ComplianceMINUTE | Dan Kuperstein | ERISA Penalties Increase for Form 5500 Violations!

New York Sets Paid Family Leave Contribution Rate

Dan Kuperstein

The New York State recently issued a statement setting the employee contribution rate for, when implemented, the nation’s most comprehensive paid family leave benefit. While there is nothing that has to be done immediately, employers should coordinate with their insurance carriers and payroll vendors to ensure they are ready and set up in advance of the January 1, 2018 implementation date.

 
 

Resources:
NYS DFS Statement
ACA(now) – News on Washington

Video Transcript: 
Hi, I’m Dan Kuperstein, and welcome to this episode of ComplianceMINUTE.
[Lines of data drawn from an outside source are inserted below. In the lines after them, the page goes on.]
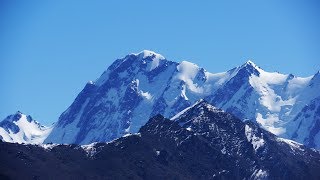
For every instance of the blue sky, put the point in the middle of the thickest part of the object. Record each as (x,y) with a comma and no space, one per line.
(49,50)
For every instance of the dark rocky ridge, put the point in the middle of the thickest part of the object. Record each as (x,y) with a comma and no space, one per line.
(201,143)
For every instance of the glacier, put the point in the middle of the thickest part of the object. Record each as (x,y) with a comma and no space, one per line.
(141,85)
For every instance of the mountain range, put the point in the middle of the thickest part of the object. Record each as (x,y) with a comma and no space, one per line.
(21,128)
(139,86)
(200,142)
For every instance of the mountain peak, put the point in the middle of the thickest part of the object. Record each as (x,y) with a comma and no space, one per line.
(150,54)
(249,63)
(199,107)
(250,67)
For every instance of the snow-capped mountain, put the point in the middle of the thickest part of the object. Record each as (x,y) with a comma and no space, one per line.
(200,142)
(20,128)
(142,85)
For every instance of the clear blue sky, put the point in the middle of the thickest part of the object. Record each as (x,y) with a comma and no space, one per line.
(49,50)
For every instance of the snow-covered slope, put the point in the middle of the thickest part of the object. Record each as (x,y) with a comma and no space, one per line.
(142,85)
(20,128)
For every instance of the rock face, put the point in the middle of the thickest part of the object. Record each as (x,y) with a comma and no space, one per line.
(139,86)
(201,142)
(20,128)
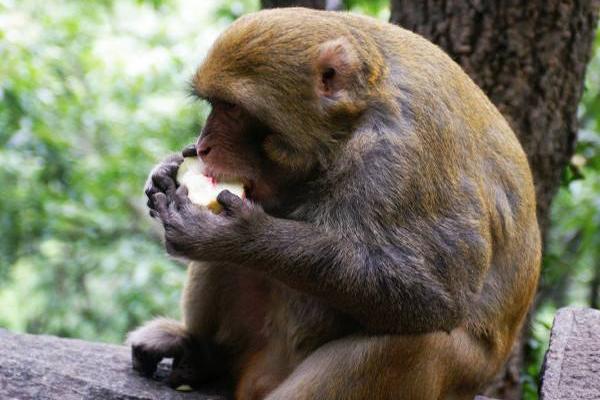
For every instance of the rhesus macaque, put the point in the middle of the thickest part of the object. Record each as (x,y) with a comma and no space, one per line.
(388,246)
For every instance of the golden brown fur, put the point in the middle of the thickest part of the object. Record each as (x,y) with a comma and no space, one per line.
(404,267)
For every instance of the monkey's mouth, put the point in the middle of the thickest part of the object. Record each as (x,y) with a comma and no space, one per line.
(246,183)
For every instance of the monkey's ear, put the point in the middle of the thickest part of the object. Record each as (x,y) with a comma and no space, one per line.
(336,66)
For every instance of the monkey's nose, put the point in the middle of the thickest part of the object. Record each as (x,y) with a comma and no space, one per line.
(203,150)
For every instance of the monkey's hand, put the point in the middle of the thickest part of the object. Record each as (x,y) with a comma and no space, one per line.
(162,176)
(196,233)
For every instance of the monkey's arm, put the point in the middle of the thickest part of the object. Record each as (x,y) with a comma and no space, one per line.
(388,289)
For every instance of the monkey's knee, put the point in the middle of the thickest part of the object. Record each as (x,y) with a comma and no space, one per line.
(195,360)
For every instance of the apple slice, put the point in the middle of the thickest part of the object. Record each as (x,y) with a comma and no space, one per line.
(202,189)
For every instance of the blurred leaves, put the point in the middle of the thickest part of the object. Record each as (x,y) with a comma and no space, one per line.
(92,94)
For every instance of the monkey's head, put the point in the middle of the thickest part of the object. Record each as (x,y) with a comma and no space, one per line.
(287,87)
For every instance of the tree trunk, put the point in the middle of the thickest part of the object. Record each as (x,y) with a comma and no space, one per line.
(293,3)
(530,58)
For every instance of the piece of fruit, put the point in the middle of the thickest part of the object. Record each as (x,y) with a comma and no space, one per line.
(202,189)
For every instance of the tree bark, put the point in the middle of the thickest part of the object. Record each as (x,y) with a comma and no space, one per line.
(530,59)
(320,4)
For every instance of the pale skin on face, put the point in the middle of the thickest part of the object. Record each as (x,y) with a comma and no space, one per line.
(388,247)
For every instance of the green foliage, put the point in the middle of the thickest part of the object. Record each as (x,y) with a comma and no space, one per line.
(92,94)
(572,253)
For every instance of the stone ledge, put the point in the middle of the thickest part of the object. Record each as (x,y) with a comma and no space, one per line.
(571,369)
(50,368)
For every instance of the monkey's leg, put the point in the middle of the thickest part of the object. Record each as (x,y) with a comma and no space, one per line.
(420,367)
(196,358)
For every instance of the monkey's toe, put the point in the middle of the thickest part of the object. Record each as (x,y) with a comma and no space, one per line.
(144,361)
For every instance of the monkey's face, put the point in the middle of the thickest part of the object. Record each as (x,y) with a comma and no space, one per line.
(231,146)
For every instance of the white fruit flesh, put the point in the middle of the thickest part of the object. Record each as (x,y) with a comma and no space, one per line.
(203,190)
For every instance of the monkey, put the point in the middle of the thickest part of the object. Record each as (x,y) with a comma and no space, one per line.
(387,246)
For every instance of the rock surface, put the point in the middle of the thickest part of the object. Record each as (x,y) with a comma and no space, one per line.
(572,365)
(49,368)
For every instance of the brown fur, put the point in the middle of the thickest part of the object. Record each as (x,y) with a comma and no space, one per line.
(398,249)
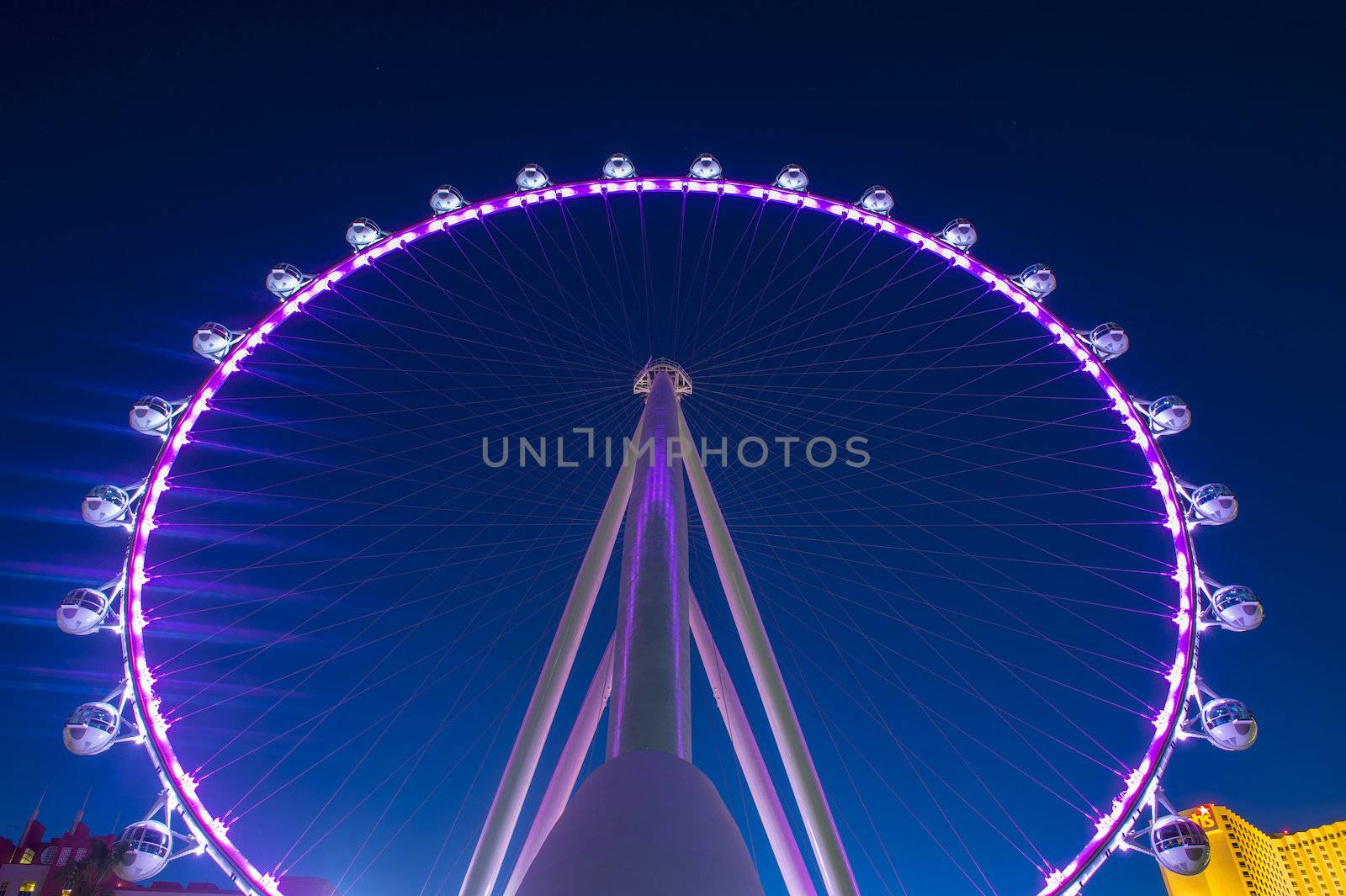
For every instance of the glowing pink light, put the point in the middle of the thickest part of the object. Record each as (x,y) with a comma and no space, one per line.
(1141,783)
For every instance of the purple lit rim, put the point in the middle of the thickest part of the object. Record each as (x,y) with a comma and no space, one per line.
(213,835)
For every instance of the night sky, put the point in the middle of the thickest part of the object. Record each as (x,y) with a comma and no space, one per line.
(1179,174)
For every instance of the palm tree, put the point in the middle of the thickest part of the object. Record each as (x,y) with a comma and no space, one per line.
(89,876)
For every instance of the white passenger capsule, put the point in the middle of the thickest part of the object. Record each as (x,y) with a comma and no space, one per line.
(1237,607)
(1229,724)
(707,167)
(363,233)
(1215,503)
(82,611)
(1038,282)
(284,280)
(960,235)
(145,851)
(1168,415)
(154,416)
(1110,341)
(92,728)
(1179,846)
(618,167)
(531,178)
(213,341)
(878,199)
(105,506)
(446,199)
(793,178)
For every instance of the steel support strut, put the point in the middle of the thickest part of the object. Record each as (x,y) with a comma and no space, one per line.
(567,770)
(785,724)
(498,829)
(774,821)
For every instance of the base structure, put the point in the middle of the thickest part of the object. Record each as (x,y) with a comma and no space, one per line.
(648,822)
(644,824)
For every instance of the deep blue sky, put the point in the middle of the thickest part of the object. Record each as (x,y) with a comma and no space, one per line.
(1181,174)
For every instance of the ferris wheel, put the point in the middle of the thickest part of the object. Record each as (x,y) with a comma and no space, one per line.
(962,604)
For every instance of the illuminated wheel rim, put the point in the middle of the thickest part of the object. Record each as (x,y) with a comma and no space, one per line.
(213,835)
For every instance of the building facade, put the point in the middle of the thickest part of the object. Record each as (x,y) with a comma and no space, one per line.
(35,864)
(1247,862)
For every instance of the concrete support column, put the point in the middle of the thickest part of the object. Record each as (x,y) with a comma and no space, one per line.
(650,702)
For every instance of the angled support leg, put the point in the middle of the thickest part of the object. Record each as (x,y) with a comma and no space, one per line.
(567,770)
(502,817)
(787,852)
(785,724)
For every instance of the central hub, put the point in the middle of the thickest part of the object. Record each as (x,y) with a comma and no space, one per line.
(681,382)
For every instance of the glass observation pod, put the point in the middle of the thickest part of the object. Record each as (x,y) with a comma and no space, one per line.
(1179,846)
(82,611)
(152,416)
(531,178)
(105,506)
(960,235)
(1237,607)
(1038,282)
(92,728)
(363,233)
(1229,724)
(444,199)
(618,167)
(707,167)
(213,341)
(878,199)
(1110,341)
(286,280)
(146,851)
(1215,503)
(1168,415)
(793,178)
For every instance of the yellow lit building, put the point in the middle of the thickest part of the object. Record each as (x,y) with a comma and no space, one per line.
(1245,862)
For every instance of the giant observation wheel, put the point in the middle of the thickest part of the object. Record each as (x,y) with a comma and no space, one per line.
(976,572)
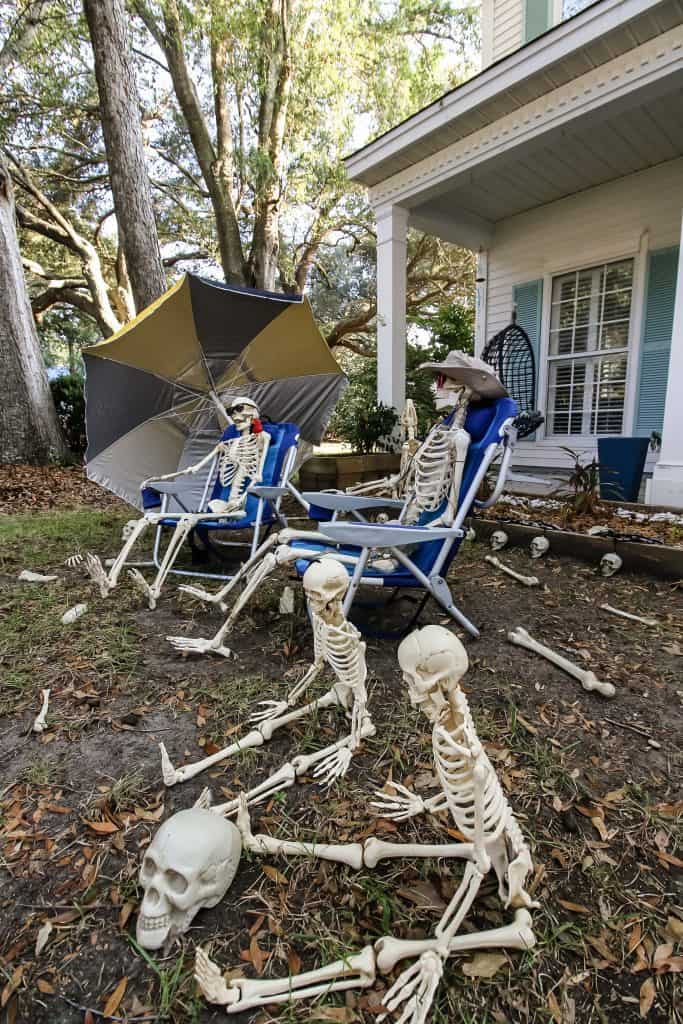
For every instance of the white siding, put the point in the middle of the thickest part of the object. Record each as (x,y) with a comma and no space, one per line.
(597,225)
(508,27)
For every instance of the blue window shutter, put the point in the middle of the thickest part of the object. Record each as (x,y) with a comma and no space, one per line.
(655,345)
(537,18)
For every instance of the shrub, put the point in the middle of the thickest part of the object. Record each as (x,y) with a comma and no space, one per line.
(70,403)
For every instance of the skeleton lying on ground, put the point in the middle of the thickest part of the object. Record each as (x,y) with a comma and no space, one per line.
(336,643)
(433,662)
(240,463)
(436,473)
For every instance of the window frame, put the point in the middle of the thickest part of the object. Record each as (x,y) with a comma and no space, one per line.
(638,253)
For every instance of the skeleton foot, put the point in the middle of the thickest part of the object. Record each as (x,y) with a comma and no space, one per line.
(198,645)
(95,570)
(141,584)
(415,987)
(211,983)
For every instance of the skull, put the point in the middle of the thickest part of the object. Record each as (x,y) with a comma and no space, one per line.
(189,864)
(326,583)
(540,546)
(243,412)
(128,528)
(433,660)
(498,540)
(609,564)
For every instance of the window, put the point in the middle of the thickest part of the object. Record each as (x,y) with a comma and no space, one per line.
(588,352)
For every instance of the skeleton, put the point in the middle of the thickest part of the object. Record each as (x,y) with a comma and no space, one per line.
(587,679)
(40,722)
(609,564)
(499,539)
(540,547)
(498,564)
(435,477)
(336,643)
(240,463)
(433,662)
(189,864)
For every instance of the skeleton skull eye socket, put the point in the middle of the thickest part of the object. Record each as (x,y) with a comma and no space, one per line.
(176,882)
(148,866)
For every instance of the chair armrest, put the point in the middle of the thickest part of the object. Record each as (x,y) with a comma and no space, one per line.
(349,503)
(268,494)
(363,535)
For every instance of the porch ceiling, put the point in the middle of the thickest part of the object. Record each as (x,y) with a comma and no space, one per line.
(559,163)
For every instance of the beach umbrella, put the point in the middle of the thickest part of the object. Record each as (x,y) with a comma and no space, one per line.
(151,388)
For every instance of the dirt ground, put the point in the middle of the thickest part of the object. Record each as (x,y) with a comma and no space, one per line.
(595,784)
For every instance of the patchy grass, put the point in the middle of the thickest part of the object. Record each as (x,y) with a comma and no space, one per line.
(81,802)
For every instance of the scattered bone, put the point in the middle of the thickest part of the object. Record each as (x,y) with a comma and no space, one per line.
(609,564)
(287,601)
(587,679)
(40,723)
(628,614)
(74,613)
(540,547)
(26,576)
(526,581)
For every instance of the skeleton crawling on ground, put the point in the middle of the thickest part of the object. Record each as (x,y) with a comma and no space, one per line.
(337,643)
(240,463)
(436,472)
(433,662)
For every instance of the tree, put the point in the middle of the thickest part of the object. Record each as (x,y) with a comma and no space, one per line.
(120,111)
(29,428)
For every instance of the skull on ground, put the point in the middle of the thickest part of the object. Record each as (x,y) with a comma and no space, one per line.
(433,660)
(326,583)
(609,564)
(540,547)
(189,864)
(499,539)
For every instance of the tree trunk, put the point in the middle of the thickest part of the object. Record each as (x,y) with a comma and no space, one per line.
(120,112)
(29,428)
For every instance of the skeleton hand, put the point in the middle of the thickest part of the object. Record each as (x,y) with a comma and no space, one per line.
(398,808)
(198,645)
(334,766)
(210,981)
(415,987)
(270,710)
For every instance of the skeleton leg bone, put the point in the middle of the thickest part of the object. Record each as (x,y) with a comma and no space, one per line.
(108,581)
(152,591)
(588,680)
(526,581)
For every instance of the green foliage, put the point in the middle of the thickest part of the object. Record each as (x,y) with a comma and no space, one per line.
(70,403)
(364,422)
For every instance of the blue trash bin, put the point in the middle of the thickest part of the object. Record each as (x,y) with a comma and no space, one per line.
(622,463)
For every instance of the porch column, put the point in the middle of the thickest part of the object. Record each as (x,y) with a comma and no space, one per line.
(391,253)
(667,487)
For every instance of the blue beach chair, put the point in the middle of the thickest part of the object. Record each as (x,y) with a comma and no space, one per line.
(262,508)
(492,426)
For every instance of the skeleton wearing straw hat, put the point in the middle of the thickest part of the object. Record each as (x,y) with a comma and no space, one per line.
(240,463)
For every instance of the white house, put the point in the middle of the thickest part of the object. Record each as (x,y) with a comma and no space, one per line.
(561,165)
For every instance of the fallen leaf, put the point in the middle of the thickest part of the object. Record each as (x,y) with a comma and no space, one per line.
(647,993)
(484,965)
(42,937)
(115,998)
(274,876)
(103,827)
(577,907)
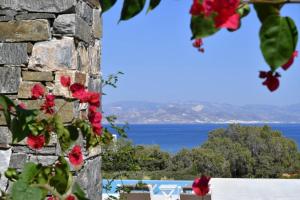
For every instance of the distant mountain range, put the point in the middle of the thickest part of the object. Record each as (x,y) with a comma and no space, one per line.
(200,112)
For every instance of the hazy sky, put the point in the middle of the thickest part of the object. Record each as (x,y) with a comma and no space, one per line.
(160,64)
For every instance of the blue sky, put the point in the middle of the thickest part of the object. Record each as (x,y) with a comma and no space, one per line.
(160,64)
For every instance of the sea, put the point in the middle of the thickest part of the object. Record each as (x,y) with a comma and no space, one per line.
(174,137)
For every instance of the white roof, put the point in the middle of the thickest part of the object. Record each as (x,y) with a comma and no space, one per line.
(255,189)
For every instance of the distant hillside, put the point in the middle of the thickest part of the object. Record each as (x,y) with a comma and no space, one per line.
(202,112)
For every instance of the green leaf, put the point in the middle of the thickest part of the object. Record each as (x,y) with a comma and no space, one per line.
(11,174)
(153,4)
(18,134)
(5,103)
(265,10)
(203,26)
(131,8)
(107,4)
(78,192)
(30,171)
(278,39)
(22,191)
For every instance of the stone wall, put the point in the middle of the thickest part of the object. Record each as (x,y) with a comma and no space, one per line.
(40,40)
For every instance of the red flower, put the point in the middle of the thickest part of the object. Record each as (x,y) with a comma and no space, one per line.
(227,16)
(52,198)
(65,81)
(70,197)
(37,91)
(201,186)
(198,43)
(49,104)
(224,12)
(79,92)
(77,87)
(291,61)
(97,128)
(272,80)
(93,109)
(36,142)
(75,156)
(95,117)
(196,8)
(94,99)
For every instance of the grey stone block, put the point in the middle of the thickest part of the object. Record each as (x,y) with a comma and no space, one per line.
(47,150)
(62,53)
(37,76)
(25,30)
(9,79)
(85,12)
(9,13)
(72,25)
(44,160)
(94,57)
(18,160)
(97,24)
(49,6)
(28,16)
(89,178)
(6,18)
(94,3)
(13,53)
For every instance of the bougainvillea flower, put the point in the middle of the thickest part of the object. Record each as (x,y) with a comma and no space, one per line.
(95,117)
(22,105)
(76,87)
(93,109)
(48,105)
(79,92)
(65,81)
(37,91)
(97,128)
(196,8)
(272,80)
(201,186)
(36,142)
(71,197)
(224,12)
(75,156)
(291,61)
(227,16)
(94,99)
(52,198)
(198,43)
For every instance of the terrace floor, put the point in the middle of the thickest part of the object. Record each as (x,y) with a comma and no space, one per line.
(244,189)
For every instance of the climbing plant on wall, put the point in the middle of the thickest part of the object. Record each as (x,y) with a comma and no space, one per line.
(278,34)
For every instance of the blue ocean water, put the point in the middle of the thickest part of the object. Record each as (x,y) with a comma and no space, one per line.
(173,137)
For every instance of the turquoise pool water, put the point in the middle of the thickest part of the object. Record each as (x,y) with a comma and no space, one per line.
(154,183)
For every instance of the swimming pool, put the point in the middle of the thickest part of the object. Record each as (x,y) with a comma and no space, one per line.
(154,183)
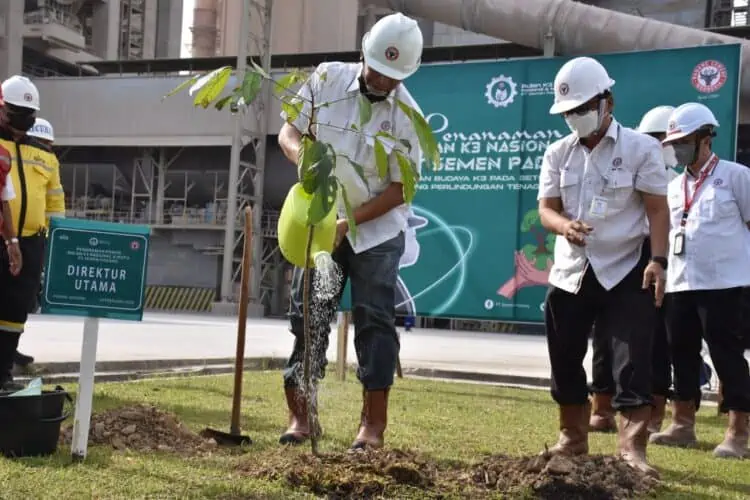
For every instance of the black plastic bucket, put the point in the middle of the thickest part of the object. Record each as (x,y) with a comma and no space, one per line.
(30,425)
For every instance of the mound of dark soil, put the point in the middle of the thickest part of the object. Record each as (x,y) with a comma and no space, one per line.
(590,477)
(142,428)
(399,474)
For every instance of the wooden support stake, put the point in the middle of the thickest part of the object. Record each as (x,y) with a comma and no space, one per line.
(342,344)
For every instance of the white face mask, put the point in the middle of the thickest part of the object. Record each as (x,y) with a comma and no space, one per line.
(584,125)
(670,159)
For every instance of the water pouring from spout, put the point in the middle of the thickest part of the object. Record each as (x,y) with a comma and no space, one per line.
(327,276)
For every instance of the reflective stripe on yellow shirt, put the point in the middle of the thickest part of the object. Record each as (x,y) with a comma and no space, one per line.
(39,193)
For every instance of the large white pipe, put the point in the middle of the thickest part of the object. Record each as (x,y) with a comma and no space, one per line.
(577,28)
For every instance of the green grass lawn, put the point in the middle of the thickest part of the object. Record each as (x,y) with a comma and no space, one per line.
(440,419)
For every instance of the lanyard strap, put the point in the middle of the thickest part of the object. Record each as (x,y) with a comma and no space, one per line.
(689,200)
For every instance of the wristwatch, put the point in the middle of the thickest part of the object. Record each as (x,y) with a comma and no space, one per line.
(662,261)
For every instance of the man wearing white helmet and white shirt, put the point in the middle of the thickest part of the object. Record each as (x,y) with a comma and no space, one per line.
(653,123)
(391,52)
(708,268)
(597,188)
On June 1, 2017, the New York State Department of Financial Services (or “DFS”) issued a statement setting the employee contribution rate for paid family leave coverage under the New York Paid Family Leave Law, which, when fully implemented, will provide the nation’s most comprehensive paid family leave benefit.

To provide some background, under the new paid family leave law, beginning on January 1, 2018, employees of employers in New York can obtain paid leave of up to a maximum of 8 weeks annually (and up to 12 weeks annually beginning in 2021, when the law is fully implemented). The paid family leave can be used in order to bond with a new child, care for a loved one with a serious health condition or to help relieve family pressures when someone is called to active military service.

As explained by the DFS, the paid family leave benefits will be funded entirely through employee payroll deductions. DFS has set the weekly employee contribution amount for such coverage at 0.126% of an employee’s average weekly wage, or the New York State average weekly wage, whichever is less, for 2018.

Accordingly, for those employees earning less than the New York average weekly wage, the contribution will be 0.126% of the weekly income they earn. For those earning more than the New York average weekly wage, the contribution amount will be capped at 0.126% of that state average weekly wage. Currently, the New York average weekly wage is set at $1,305.92. So, when you multiply that state average weekly wage by the 0.126%, you get the maximum contribution rate, which is $1.65 per week per employee.

What are the key takeaways here for employers? Well, there’s really nothing that has to be done immediately with respect to the contributions for these benefits, as these contributions are not required to be paid by employees until January 1, 2018, but employers may want to begin the process of coordinating with their insurance carriers and payroll vendors now to ensure that they are all set up in advance of that date.